Der Geflügelproduzent Wiesenhof ist neuer Sponsor des SV Werder Bremen. Fußballfans und Tierschützer protestieren - und lösen eine neue Diskussion um Fleischkonsum und Massentierhaltung aus

Der SV Werder Bremen gehört laut einer Umfrage des Deutschen Fußballverbandes zu den sympathischsten Vereinen der Bundesliga. Siegreichen Vorrunden und vielversprechenden Spieler-Verpflichtungen zum Trotz starten die Fans mit einem Skandal in die neue Saison: Nach dem Sportwetten-Anbieter "bwin" und der Discountkette "kik" bestätigte das Management am vergangenen Wochenende ihren neuen Deal mit dem Geflügelproduzenten Wiesenhof. Passt der Erstligist Werder Bremen mit einem derart umstrittenen Unternehmen zusammen?

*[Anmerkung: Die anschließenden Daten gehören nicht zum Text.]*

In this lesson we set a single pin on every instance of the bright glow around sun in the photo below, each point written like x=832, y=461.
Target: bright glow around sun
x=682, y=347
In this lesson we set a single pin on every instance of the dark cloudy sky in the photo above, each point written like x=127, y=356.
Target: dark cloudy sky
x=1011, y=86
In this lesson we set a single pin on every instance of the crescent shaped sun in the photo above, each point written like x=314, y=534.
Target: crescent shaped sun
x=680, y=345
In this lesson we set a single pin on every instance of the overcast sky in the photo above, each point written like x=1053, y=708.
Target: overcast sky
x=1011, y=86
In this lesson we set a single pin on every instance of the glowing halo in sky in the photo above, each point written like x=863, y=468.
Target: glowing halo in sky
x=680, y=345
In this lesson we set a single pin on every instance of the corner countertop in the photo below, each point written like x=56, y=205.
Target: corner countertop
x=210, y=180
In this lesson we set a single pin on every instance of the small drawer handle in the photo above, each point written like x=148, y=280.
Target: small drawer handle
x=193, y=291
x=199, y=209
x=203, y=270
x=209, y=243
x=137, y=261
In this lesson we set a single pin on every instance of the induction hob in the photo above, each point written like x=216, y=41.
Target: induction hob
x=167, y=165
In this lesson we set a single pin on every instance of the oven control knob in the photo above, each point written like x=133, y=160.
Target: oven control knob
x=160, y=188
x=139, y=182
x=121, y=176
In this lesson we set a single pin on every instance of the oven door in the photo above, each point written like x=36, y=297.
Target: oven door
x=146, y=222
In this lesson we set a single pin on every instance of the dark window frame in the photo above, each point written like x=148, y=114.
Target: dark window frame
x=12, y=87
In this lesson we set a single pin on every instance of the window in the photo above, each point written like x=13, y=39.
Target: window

Zuletzt veröffentlichte die Tierschutzorganisation PETA Videomaterial, das die inakzeptablen Haltungs- und Schlachtbedingungen in einem der zahlreichen Entenmastbetriebe zeigte. Zwischen den mehr als 14.000 Masttieren und Küken entdeckten Ermittler tote, überzüchtete oder krankhaft gemästete Tiere. Auch die ARD schloss sich der Enthüllungsgeschichte an und strahlte ihre Reportage "Das System Wiesenhof" im vergangenen Jahr zur besten Sendezeit aus: Sie handelte von mangelnder Hygiene, Tierquälerei und ordnungswidrigen Löhnen. Gegen zahlreiche Mitarbeiter laufen laut PETA derzeit Ermittlungsverfahren wegen Tierquälerei.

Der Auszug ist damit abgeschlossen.